Les solutions du Pr. Moustapha Kassé
Une croissance endogène permettrait aux pays africains dont le Sénégal, d’avoir un modèle beaucoup ‘’plus cohérent’’, en matière de politiques économiques, pour arriver à un développement. C’est ce qu’a soutenu l’économiste Moustapha Kassé, Doyen honoraire de la faculté des Sciences économiques et de gestion (Faseg) de l’université Cheikh Anta Diop de Dakar (Ucad), lors de sa conférence inaugurale, à l’occasion des Journées économiques du Sénégal.
L’Afrique a du mal de se tracer sa propre voie pour arriver à un développement économique et social durable. Dans la plupart de leurs démarches, les dirigeants se réfèrent aux puissances occidentales. D’ailleurs, l’économiste Moustapha Kassé a relevé, hier, lors de sa conférence inaugurale, à l’occasion de la cérémonie d’ouverture des Journées économiques du Sénégal, que même en matière de politiques économiques, ils ont imité là aussi les institutions européennes, la plupart du temps. ‘’Et si on est francophone, les institutions de la Ve République (française).
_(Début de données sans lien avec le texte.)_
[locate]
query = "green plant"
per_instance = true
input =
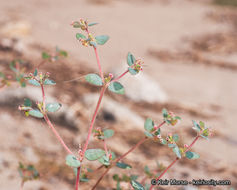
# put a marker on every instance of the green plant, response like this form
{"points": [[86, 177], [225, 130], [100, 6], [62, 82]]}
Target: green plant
{"points": [[105, 156]]}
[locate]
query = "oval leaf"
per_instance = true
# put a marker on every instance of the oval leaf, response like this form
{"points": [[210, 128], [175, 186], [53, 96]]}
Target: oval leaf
{"points": [[104, 160], [177, 151], [136, 185], [101, 40], [53, 107], [191, 155], [116, 87], [79, 36], [149, 125], [49, 82], [132, 71], [123, 165], [36, 113], [72, 161], [27, 102], [108, 133], [34, 82], [94, 154], [94, 79], [175, 137], [130, 59]]}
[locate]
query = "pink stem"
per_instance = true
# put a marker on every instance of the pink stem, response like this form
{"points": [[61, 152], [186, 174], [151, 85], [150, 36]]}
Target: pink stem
{"points": [[93, 120], [97, 59], [22, 185], [119, 77], [106, 149], [56, 134], [161, 175], [124, 155], [51, 125], [98, 62], [78, 178]]}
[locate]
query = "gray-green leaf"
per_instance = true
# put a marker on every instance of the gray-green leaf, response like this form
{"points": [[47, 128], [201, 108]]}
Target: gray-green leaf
{"points": [[123, 165], [36, 113], [94, 79], [191, 155], [130, 59], [94, 154], [149, 125], [108, 133]]}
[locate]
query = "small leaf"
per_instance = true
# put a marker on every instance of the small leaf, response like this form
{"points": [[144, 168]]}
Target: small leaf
{"points": [[49, 82], [45, 55], [175, 137], [123, 165], [136, 185], [132, 71], [63, 53], [116, 87], [79, 36], [34, 82], [36, 113], [172, 145], [177, 151], [205, 137], [196, 127], [92, 24], [72, 161], [149, 135], [108, 133], [53, 107], [130, 59], [94, 154], [101, 40], [149, 125], [191, 155], [104, 160], [93, 43], [165, 113], [35, 72], [27, 102], [94, 79], [76, 24]]}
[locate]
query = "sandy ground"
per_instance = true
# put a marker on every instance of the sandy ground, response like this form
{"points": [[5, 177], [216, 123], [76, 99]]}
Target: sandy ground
{"points": [[188, 48]]}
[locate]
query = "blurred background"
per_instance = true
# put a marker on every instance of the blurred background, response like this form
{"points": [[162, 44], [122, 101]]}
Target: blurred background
{"points": [[190, 52]]}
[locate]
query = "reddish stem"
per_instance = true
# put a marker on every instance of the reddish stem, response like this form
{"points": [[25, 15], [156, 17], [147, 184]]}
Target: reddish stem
{"points": [[119, 77], [124, 155], [99, 65], [97, 59], [161, 175], [93, 120], [56, 134], [106, 149], [51, 125], [78, 178], [22, 185]]}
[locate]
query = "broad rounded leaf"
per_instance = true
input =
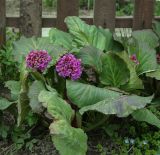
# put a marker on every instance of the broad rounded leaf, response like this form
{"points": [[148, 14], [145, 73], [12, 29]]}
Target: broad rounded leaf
{"points": [[33, 93], [146, 115], [92, 57], [146, 57], [122, 106], [84, 94], [4, 103], [134, 82], [68, 140], [56, 106], [114, 70]]}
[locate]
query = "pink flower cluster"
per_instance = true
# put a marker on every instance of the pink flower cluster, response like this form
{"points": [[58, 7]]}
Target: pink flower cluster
{"points": [[38, 60], [133, 57], [69, 66]]}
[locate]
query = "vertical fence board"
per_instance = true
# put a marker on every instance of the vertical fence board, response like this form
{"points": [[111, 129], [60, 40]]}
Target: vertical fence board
{"points": [[66, 8], [31, 17], [104, 13], [2, 23], [143, 14]]}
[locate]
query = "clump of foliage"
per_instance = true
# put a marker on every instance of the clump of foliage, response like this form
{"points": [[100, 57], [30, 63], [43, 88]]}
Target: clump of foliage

En oubliant que la construction de la Ve République est une constitution de coups d’Etat. Donc, il fallait repenser toutes ces institutions et, ensuite, les adapter à nos réalités. (…) La croissance endogène nous permettrait d’avoir un modèle beaucoup plus cohérent qui, accouplée avec les transformations structurelles telles qu’il faut pour opérer un retour à une planification rigoureuse, nous permettrait d’avancer. Mais à condition qu’on se débarrasse de ces idées néolibérales. Si on arrive à le faire, nous pourrions arriver à un modèle de croissance rapide’’, dit le Doyen honoraire de la faculté des Sciences économiques et de gestion (Faseg) de l’université Cheikh Anta Diop de Dakar (Ucad).
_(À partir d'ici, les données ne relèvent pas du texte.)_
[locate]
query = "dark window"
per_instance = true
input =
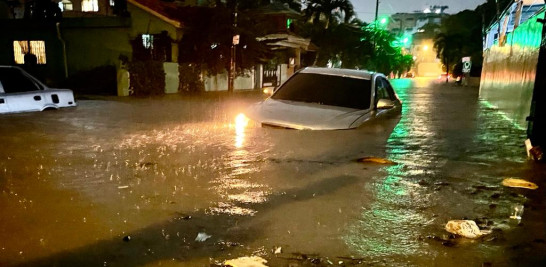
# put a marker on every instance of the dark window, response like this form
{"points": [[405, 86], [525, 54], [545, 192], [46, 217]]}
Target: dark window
{"points": [[13, 81], [326, 90], [383, 90]]}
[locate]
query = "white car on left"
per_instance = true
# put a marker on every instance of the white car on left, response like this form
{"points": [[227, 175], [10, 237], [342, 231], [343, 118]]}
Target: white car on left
{"points": [[20, 92]]}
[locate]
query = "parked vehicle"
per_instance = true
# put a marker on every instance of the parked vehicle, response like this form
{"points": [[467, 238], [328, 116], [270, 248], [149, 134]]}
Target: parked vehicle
{"points": [[327, 99], [20, 92]]}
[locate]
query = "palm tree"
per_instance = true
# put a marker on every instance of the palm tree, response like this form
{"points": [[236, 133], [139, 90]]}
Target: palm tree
{"points": [[448, 49], [329, 11]]}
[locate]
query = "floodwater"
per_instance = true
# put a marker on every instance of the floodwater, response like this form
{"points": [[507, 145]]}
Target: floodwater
{"points": [[134, 182]]}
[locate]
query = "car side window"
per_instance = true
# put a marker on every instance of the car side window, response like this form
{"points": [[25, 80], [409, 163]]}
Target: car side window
{"points": [[381, 89]]}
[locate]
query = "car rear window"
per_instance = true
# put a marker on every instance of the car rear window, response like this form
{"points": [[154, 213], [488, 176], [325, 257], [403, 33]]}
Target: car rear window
{"points": [[14, 81], [329, 90]]}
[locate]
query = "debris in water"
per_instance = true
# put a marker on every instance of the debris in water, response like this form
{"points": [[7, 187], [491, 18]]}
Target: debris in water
{"points": [[202, 237], [534, 152], [513, 182], [465, 228], [376, 160], [517, 212], [253, 261]]}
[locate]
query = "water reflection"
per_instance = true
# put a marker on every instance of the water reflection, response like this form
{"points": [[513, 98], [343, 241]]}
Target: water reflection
{"points": [[241, 122]]}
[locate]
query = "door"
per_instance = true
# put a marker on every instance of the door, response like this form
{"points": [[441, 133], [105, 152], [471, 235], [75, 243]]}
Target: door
{"points": [[20, 91]]}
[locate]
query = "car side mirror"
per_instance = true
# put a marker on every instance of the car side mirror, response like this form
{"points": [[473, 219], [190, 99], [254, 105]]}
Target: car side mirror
{"points": [[385, 104]]}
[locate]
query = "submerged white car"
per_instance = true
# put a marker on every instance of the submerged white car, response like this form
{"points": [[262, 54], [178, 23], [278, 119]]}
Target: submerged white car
{"points": [[327, 99], [20, 92]]}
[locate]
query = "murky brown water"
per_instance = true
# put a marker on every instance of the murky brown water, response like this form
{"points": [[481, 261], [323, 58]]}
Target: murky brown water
{"points": [[77, 183]]}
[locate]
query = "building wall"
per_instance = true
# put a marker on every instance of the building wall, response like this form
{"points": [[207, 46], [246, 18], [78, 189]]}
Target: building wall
{"points": [[107, 37], [509, 71]]}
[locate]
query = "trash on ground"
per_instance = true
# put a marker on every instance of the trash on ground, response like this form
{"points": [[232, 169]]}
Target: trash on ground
{"points": [[376, 160], [517, 211], [514, 182], [253, 261], [534, 152], [202, 237], [465, 228]]}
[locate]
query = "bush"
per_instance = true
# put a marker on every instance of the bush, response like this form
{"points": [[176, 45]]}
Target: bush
{"points": [[147, 77], [98, 81], [190, 79]]}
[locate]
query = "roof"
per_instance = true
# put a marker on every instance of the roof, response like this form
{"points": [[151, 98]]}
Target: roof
{"points": [[158, 9], [361, 74], [280, 40]]}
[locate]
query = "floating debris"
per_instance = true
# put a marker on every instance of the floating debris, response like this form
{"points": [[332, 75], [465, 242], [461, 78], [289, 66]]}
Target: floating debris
{"points": [[465, 228], [376, 160], [253, 261], [520, 183], [202, 237]]}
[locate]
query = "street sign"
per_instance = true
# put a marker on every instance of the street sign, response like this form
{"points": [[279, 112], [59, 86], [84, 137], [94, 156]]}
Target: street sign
{"points": [[467, 64]]}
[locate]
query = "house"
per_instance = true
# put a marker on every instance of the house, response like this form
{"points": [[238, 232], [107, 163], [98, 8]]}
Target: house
{"points": [[93, 37]]}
Le Pr. Kassé a aussi souligné que les élites africaines n’ont pas eu la possibilité, comme leurs collègues d’Asie, de contribuer pleinement au développement de leur pays. ‘’Certains ont essayé, mais les politiques, très peu. (…) Si nous regardons le monde tel qu’il est configuré, c’est que les pays les plus avancés sont ceux qui investissent plus dans les ressources humaines qui, non seulement font le travail, mais en même temps, les utilisent. Parce que quand on investit dans les ressources humaines et qu’on ne les utilise pas dans la réflexion, c’est comme si on a fait un investissement perdu’’, poursuit le Doyen Kassé.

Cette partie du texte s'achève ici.